BANGKOK - Thailand's military-stacked legislature will decide the political fate of ousted Prime Minister Yingluck Shinawatra when it rules on Friday whether she was negligent in her oversight of a costly government rice subsidy programme.
A guilty verdict could be divisive in a country still tense after a coup in May that toppled the remains of Yingluck's government and ended months of protests on the streets of Bangkok against her administration.
Yingluck remains popular among the rural poor that handed her a landslide electoral victory in 2011 and benefited from the rice scheme. If found guilty on Friday, she faces a five-year ban from politics likely to stir anti-coup sentiment among the supporters she can no longer represent.
Security has been increased around the parliament building in Bangkok where the vote will take place from around 10 a.m. local time (0300 GMT). Thailand is under martial law and public gatherings are banned.
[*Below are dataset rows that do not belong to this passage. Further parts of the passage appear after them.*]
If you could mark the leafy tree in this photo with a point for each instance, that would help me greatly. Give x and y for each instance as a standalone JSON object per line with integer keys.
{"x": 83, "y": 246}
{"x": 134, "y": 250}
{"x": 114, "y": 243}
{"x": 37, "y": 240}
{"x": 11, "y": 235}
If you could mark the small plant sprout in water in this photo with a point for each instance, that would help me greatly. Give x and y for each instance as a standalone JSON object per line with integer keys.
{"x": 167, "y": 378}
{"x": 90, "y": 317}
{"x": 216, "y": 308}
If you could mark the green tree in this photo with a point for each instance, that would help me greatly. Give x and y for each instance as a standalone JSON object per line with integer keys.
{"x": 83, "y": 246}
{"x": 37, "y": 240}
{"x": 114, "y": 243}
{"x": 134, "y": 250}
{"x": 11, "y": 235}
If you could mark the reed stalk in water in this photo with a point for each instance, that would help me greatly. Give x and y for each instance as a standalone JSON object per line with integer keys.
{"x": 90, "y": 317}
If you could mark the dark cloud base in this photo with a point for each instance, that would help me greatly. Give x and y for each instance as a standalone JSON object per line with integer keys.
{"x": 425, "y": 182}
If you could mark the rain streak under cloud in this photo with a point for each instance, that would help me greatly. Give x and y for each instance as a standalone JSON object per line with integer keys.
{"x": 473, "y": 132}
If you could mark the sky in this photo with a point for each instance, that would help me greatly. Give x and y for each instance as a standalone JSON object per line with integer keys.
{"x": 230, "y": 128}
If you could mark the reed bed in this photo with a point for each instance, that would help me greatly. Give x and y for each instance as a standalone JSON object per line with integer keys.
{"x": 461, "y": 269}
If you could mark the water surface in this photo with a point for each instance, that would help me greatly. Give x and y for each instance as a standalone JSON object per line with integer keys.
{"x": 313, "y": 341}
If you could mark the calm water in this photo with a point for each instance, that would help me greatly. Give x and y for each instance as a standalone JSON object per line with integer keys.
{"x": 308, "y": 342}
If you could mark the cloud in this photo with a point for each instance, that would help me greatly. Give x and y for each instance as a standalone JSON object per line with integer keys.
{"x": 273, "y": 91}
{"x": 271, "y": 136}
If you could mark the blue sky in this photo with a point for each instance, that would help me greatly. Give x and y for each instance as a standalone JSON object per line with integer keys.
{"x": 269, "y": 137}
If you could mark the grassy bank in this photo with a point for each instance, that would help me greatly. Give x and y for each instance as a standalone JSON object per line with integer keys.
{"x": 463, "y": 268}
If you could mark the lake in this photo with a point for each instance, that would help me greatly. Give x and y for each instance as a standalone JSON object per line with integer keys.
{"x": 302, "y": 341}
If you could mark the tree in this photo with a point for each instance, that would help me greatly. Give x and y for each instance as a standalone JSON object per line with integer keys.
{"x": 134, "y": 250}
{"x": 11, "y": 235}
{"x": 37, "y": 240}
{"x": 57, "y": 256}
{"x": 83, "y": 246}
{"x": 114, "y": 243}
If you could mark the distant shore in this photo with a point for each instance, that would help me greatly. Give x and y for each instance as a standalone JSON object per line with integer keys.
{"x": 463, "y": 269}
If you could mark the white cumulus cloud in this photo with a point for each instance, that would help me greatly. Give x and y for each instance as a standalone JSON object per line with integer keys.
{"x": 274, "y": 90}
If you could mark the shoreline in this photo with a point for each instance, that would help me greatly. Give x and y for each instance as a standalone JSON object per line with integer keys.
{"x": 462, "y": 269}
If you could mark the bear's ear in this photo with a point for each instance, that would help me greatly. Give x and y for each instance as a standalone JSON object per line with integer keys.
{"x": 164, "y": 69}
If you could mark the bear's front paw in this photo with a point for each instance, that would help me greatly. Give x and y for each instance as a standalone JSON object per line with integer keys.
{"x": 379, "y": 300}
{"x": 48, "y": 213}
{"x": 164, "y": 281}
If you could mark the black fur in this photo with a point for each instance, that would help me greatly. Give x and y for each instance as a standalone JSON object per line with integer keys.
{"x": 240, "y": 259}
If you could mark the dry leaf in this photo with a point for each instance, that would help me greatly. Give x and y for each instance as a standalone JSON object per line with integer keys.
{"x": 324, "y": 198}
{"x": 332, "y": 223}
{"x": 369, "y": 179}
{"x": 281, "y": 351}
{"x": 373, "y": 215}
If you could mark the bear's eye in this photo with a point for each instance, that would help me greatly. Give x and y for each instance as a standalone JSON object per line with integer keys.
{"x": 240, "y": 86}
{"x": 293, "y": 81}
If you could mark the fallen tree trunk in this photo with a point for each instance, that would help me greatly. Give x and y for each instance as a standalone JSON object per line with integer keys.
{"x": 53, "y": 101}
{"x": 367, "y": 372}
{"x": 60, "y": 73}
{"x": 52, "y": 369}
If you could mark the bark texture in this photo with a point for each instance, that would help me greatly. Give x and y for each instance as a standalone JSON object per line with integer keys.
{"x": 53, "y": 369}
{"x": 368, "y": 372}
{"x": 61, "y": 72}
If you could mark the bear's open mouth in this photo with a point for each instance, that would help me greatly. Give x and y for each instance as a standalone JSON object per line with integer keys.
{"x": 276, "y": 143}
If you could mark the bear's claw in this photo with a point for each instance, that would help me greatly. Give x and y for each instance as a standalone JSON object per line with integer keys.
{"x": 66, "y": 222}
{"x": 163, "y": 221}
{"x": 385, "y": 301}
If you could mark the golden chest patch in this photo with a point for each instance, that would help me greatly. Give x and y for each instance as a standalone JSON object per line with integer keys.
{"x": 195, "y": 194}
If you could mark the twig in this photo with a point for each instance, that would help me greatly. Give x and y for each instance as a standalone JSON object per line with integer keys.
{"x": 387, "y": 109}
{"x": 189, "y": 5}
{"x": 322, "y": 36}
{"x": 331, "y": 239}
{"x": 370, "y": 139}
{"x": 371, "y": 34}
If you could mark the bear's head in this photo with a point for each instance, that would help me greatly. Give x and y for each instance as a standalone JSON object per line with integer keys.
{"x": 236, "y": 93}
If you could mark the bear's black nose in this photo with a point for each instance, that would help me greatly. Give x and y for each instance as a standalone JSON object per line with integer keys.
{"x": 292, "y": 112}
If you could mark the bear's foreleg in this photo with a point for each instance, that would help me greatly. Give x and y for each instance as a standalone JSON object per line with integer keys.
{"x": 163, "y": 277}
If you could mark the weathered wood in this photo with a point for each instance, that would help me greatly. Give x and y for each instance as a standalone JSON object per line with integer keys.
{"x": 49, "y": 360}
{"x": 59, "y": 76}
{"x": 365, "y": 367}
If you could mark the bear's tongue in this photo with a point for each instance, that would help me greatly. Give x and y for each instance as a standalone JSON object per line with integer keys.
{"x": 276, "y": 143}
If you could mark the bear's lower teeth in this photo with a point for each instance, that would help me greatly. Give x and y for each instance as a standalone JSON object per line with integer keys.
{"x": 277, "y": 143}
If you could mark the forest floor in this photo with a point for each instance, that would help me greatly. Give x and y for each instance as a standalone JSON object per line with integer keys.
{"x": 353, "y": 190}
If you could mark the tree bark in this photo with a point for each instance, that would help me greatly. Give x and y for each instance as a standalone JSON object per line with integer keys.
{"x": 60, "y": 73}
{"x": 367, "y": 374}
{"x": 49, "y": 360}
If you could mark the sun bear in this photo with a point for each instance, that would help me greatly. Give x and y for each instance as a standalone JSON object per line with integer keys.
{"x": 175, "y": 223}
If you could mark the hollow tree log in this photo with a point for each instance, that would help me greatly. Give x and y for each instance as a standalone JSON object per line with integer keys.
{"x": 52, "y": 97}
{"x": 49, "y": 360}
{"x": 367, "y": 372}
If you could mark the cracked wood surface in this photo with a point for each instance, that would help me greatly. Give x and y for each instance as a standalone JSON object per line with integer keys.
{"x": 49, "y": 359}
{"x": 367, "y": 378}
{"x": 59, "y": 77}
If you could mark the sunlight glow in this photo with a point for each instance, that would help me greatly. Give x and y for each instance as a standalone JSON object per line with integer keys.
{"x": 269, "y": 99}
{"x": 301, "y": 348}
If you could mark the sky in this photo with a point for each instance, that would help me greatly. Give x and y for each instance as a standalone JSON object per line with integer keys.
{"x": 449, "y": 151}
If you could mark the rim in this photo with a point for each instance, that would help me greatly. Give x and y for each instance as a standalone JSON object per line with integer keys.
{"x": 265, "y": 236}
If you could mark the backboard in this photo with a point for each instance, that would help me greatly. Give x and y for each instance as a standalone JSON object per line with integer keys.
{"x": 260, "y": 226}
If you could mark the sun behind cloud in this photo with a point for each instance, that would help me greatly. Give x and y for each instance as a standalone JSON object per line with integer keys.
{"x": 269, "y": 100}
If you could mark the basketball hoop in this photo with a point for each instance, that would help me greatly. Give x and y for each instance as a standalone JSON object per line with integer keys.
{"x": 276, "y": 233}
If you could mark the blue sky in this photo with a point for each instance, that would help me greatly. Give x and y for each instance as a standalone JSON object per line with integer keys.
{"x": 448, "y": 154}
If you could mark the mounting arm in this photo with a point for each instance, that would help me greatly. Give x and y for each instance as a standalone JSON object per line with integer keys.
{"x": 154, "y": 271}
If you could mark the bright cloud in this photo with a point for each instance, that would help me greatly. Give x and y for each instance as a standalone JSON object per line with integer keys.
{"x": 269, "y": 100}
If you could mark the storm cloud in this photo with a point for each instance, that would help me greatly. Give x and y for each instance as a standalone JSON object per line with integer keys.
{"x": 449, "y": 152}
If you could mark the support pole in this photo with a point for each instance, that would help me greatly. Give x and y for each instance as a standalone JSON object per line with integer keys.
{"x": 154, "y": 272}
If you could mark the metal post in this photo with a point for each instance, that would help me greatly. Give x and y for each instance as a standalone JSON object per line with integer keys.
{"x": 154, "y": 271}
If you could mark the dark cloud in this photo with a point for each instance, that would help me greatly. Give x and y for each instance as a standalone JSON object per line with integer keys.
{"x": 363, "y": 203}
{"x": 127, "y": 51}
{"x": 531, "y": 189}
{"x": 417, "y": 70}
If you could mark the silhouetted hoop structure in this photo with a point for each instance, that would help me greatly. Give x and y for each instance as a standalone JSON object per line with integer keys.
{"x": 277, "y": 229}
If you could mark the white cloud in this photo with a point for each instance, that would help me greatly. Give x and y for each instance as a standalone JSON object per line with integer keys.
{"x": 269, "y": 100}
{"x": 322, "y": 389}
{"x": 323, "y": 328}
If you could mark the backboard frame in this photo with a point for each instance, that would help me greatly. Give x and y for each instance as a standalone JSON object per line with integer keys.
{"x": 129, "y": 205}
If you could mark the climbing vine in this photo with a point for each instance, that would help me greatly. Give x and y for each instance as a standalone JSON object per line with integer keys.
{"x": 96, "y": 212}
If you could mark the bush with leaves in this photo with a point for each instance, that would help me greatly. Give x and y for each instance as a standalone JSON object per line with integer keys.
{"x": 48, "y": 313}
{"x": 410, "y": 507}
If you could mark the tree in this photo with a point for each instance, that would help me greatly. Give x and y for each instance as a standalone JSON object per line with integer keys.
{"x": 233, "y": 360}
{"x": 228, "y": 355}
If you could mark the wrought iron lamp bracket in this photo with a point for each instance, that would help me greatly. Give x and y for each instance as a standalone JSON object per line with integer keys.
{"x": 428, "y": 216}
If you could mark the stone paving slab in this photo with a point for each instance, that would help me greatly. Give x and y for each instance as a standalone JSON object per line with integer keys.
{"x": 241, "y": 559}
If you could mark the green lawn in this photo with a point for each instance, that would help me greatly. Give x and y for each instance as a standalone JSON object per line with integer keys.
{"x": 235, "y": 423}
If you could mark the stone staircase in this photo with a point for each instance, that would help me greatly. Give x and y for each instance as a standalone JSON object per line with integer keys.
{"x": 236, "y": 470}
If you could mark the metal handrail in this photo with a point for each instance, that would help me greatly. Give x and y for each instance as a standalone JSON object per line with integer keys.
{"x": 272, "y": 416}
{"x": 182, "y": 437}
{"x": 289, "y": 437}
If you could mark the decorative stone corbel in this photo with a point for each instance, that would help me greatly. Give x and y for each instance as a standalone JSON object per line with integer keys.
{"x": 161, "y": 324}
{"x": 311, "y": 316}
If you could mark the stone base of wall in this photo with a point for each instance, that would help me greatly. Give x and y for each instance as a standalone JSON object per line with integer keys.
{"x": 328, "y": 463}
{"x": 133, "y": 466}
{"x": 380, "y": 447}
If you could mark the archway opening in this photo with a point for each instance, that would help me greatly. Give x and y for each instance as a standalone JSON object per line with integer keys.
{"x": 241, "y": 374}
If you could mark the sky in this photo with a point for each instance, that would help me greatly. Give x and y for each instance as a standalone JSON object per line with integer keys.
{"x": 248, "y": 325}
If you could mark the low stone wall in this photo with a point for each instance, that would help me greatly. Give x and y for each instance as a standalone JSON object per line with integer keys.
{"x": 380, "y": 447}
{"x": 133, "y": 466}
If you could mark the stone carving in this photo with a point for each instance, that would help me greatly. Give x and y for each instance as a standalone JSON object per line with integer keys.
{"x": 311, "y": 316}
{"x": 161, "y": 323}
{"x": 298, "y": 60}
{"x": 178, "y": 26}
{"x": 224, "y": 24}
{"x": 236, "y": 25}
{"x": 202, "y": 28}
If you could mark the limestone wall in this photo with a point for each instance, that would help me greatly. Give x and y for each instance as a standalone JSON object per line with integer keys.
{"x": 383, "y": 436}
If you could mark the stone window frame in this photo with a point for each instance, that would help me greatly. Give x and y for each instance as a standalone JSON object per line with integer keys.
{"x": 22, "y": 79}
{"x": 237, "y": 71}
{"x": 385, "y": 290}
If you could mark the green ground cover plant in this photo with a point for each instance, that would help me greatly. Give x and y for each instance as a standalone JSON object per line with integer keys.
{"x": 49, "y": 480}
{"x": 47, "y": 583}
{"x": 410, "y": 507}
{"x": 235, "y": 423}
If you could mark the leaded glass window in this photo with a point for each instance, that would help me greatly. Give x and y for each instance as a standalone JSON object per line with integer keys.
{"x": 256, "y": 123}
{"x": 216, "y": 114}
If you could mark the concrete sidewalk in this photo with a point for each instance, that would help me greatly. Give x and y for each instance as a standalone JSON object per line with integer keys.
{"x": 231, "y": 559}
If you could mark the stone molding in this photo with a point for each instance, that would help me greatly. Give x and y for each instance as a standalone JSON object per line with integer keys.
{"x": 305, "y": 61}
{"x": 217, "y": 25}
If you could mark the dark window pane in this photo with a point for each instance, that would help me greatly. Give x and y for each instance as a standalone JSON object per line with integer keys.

Authorities have been quick to stifle any public protest.
The charges against Thailand's first female prime minister concern her role in scheme that paid farmers above market prices for rice and cost Thailand billions of dollars.
In the third and final hearing in the military-appointed National Legislative Assembly (NLA) on Thursday, Yingluck disputed the charges and said the scheme boosted the economy.
"Banning me for five years would be a violation of my basic rights," Yingluck said in an almost hour-long address to the NLA on Thursday.
"This case that is aimed solely against me has a hidden agenda, it is politically driven."
Yingluck's supporters say the charges are part of a broader campaign by the ruling military junta, known as the National Council for Peace and Order (NCPO), to limit the influence of her powerful family and prevent her from running in any future election.
They say the NLA is full of her opponents and expect the assembly to vote against her.
The impeachment is the latest chapter in 10 years of turbulent politics that have pitted Yingluck and her brother Thaksin, himself a former prime minister, against the royalist-military establishment which sees the Shinawatras as a threat and reviles their populist policies.
A decision to ban Yingluck from politics would require three-fifths of the NLA vote. A ban would have little immediate impact on Thai politics, as parties have been banned from engaging in political activity since the coup.